Jonathan Bartley, co-leader of the Green Party, echoed the call for a public apology, accusing the Government of “fanaticism and obsession with making Britain a hostile environment for refugees and migrants.”

He added: “But despite what the Home Secretary seems to think not even the Home Office is above the law.”

Mr Bigzad’s case is the subject of a judicial review and his representatives said separate contempt of court proceedings could start at the High Court.

The Home Office defied three orders from senior judges to deport the 22-year-old and keep him in Afghanistan – the country he fled in 2015 after being threatened with beheading by the Taliban.

He was left awaiting his fate for five days at a hotel in Kabul, where armed men were seen outside, in fear of his life.

Mr Bigzad was finally returned to the UK after the Government lost a four-hour hearing at the Court of Appeal, with friends describing how he dropped his bag and ran into their arms in an emotional arrival at Heathrow on Sunday night.

“He was so happy he could barely speak,” said solicitor Jamie Bell. “He was just looking around like he couldn’t believe it was real.

“He’s a very brave man. He’s been through a lot and now he’s back and he’s just in shock.”

The Home Office initially attempted to deport him in August but was thwarted when a Turkish Airlines pilot refused to take off from Heathrow with him on board after campaigners alerted passengers and crew to his plight.

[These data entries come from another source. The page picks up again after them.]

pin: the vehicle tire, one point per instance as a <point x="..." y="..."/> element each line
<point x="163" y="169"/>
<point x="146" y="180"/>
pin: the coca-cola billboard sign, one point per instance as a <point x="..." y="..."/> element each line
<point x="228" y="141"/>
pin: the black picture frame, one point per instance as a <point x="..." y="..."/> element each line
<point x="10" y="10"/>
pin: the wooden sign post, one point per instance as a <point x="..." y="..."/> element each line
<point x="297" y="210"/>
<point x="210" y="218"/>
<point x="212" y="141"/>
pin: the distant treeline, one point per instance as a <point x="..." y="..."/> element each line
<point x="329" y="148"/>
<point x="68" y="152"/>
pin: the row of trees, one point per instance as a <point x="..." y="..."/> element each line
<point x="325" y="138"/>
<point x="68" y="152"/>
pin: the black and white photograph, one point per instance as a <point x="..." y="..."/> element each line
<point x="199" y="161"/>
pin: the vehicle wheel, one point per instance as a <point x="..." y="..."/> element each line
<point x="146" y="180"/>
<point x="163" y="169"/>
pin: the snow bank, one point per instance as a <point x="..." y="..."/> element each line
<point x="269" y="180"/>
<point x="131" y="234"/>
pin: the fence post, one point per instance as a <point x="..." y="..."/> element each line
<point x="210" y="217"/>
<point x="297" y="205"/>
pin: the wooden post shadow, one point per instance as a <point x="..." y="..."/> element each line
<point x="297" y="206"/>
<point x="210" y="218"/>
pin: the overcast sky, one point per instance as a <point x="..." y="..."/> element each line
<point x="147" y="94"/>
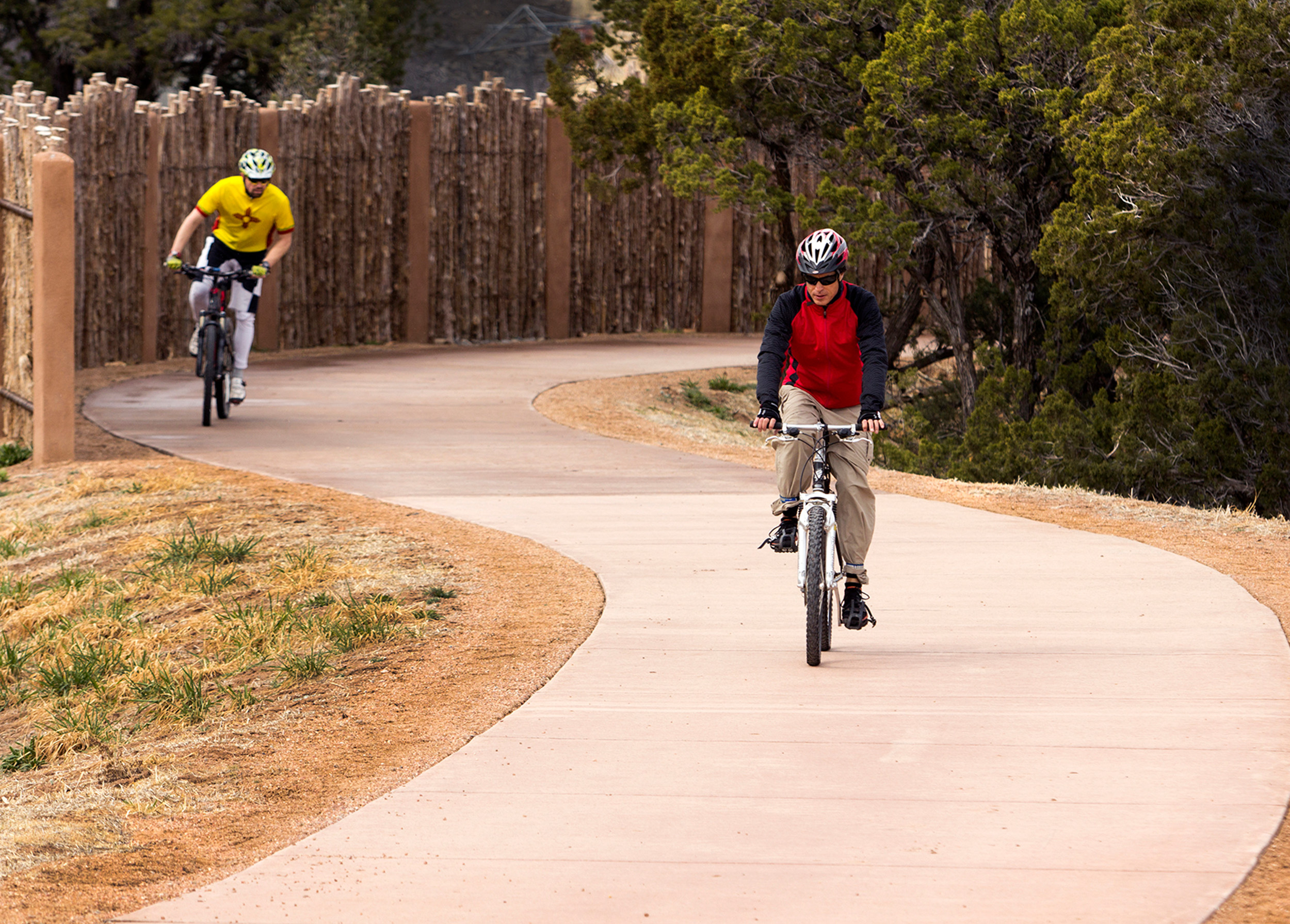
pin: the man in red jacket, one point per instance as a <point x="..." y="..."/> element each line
<point x="824" y="361"/>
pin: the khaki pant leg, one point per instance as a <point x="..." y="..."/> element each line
<point x="857" y="508"/>
<point x="793" y="460"/>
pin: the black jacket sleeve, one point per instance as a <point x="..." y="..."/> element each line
<point x="775" y="345"/>
<point x="868" y="332"/>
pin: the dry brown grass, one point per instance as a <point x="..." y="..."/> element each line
<point x="110" y="575"/>
<point x="160" y="803"/>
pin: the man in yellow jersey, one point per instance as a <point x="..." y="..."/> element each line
<point x="252" y="232"/>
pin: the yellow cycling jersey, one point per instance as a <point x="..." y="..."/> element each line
<point x="247" y="223"/>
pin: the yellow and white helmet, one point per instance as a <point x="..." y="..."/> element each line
<point x="257" y="164"/>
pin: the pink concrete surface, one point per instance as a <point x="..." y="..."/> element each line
<point x="1045" y="726"/>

Mr Bigzad was taken back to the notorious Brook House immigration detention centre until 12 September, when relatives were told he was to be deported with less than four hours’ notice.

His legal representatives secured an emergency injunction as he was held awaiting a connecting flight in Istanbul that night, which required the Home Office to return the asylum seeker to the UK pending a judicial review of his case.

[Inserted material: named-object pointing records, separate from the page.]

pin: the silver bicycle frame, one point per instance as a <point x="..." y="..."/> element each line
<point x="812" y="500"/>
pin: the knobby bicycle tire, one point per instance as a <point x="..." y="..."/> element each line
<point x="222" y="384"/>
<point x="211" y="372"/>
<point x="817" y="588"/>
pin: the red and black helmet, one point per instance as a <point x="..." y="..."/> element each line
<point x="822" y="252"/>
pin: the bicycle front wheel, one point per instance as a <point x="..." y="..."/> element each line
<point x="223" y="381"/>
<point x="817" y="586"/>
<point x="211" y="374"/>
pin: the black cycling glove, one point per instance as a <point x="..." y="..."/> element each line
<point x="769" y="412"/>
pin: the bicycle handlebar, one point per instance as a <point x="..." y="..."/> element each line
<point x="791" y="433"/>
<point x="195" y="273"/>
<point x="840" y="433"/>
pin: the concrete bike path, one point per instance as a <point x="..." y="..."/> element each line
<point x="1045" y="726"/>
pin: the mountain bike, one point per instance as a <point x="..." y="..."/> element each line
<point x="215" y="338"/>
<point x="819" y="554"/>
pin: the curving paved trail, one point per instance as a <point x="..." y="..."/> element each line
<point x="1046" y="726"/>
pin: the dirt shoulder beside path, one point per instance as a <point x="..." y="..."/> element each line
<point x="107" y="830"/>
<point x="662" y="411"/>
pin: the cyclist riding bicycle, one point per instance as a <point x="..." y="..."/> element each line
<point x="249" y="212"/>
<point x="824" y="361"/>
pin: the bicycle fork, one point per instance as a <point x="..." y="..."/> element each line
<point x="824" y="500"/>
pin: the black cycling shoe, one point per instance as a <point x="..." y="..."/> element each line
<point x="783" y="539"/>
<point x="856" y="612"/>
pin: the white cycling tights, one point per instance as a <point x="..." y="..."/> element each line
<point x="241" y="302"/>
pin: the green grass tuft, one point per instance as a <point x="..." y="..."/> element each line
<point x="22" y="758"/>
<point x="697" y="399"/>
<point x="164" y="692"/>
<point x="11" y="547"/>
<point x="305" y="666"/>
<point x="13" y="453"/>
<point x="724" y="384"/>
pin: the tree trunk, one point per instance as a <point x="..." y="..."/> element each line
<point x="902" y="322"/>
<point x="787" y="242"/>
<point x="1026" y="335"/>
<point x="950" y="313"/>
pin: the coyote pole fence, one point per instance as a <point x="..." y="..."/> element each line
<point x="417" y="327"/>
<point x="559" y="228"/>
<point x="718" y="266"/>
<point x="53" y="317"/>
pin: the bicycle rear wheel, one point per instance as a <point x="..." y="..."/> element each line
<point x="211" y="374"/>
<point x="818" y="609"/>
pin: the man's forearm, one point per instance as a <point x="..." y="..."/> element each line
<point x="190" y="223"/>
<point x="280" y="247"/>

But he was flown onwards to Kabul after the Home Office claimed it was “too late” to remove Mr Bigzad from the plane.

In a second order issued by the High Court, Justice Jay said the Government appeared to have committed “prima facie contempts of court” and must “take all steps available to procure [Mr Bigzad’s] immediate return to the United Kingdom”.

He warned that intending to challenge an order was not a reason for ignoring it, but Mr Bigzad was not returned and a third order was issued from another High Court judge, who threw out Home Office attempts to overturn previous rulings.

The case then reached the Court of Appeal on Saturday, where judges again rejected the Government’s arguments and ordered it to return the asylum seeker immediately.

Mr Bell, a solicitor with Duncan Lewis Public Law, said the Home Office had acted “unlawfully” and that a contempt of court action would be brought.

He told The Independent Mr Bigzad’s case would also be the subject of a judicial review that will look at the lawfulness of the Government’s actions, as lawyers gather evidence for a new asylum claim.

“It was a long and hard-fought victory to return Samim and hopefully there will be more victories to come,” Mr Bell said.

Mr Bigzad has now returned to Kent, where he had been living with a British host while learning English and caring for his father.

The elder Mr Bigzad, a British citizen, suffers from severe post-traumatic stress syndrome after being captured and tortured by the Taliban in the 1990s.